Domanda

The example used in the documentation (http://guides.rubyonrails.org/action_controller_overview.html#strong-parameters) for strong parameters is:

params.require(:person).permit(:name, :age)

However, this doesn't work because require() returns the value of the parameter, not another parameter object that permit() can be called on.

$ rails console
1.9.3p286 :005 > params = ActionController::Parameters.new(person: 1, name: "Joe", age: 30)
 => {"person"=>1, "name"=>"Joe", "age"=>30} 
1.9.3p286 :006 > params.require(:person).permit(:name, :age)
NoMethodError: undefined method `permit' for 1:Fixnum
    from (irb):6
    from /Users/jeremyburton/.rvm/gems/ruby-1.9.3-p286/gems/railties-4.0.0/lib/rails/commands/console.rb:90:in `start'
    from /Users/jeremyburton/.rvm/gems/ruby-1.9.3-p286/gems/railties-4.0.0/lib/rails/commands/console.rb:9:in `start'
    from /Users/jeremyburton/.rvm/gems/ruby-1.9.3-p286/gems/railties-4.0.0/lib/rails/commands.rb:64:in `<top (required)>'
    from bin/rails:4:in `require'
    from bin/rails:4:in `<main>'

Additionally, it seems odd that require can only take 1 parameter. It seems that you should be able to do:

params.require(:a, :b).permit(:c, :d)

Whereas, what you have to do is:

params.require(:a)
params.require(:b)
params.permit(:a, :b, :c, :d)

which doesn't seem very DRY - if a parameter is required then it is by definition permitted, surely.

Am I missing something?

È stato utile?

Soluzione

The intention of require is for working with Rails form_for objects, whereby the params hash will include the name of the object you're wrapping a form around. So like this:

ActionController::Parameters.new(person: { name: 'Francesco' }).require(:person)

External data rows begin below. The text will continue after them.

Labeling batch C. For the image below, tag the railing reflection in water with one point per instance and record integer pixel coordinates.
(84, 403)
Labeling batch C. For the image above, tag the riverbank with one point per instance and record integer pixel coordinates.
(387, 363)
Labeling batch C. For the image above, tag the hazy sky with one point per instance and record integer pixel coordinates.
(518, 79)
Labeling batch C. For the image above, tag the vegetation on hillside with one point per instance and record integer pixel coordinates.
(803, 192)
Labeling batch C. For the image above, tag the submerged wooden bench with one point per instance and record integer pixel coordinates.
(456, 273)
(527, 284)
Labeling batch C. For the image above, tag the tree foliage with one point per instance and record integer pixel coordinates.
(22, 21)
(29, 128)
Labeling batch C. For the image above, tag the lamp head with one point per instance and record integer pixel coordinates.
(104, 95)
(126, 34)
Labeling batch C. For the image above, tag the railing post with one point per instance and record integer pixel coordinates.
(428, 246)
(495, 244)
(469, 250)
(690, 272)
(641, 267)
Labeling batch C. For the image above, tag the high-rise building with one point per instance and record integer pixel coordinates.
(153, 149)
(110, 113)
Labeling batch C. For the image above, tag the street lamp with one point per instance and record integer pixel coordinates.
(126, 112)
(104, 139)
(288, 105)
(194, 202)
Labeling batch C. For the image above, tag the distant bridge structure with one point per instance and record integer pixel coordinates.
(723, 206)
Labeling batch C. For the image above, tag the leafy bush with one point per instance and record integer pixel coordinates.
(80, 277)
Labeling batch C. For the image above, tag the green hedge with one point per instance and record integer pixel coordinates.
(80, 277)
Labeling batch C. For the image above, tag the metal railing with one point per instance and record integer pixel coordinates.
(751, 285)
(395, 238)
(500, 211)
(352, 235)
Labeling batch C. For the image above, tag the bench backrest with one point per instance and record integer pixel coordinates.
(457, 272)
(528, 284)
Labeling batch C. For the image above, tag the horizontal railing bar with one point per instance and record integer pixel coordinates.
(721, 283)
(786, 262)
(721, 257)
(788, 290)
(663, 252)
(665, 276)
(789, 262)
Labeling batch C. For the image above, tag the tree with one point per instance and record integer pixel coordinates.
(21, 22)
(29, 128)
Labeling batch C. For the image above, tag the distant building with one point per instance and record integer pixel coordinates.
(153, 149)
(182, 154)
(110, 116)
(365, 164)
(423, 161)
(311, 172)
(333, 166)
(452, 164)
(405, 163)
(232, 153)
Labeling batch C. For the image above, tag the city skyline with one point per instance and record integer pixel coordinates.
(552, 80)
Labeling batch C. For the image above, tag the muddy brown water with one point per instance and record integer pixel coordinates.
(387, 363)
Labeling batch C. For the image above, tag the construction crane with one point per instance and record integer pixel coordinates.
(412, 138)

In this case, the form_for would have been wrapped around a Person object. So the .require(:person) will then wrap the resulting hash ({ name: 'Francesco' }) up into an ActionController::Parameters object which can respond to .permit. So your test just wasn't mimicking the expected params use-case.

Also, it makes sense that require would only accept one argument since you'd want to setup a unique <attribute>_params method per object type since, again, these are meant to be wrappers around a specific object. But, normally you'd only have 1 root object being sent into a form submit, and sub objects within that.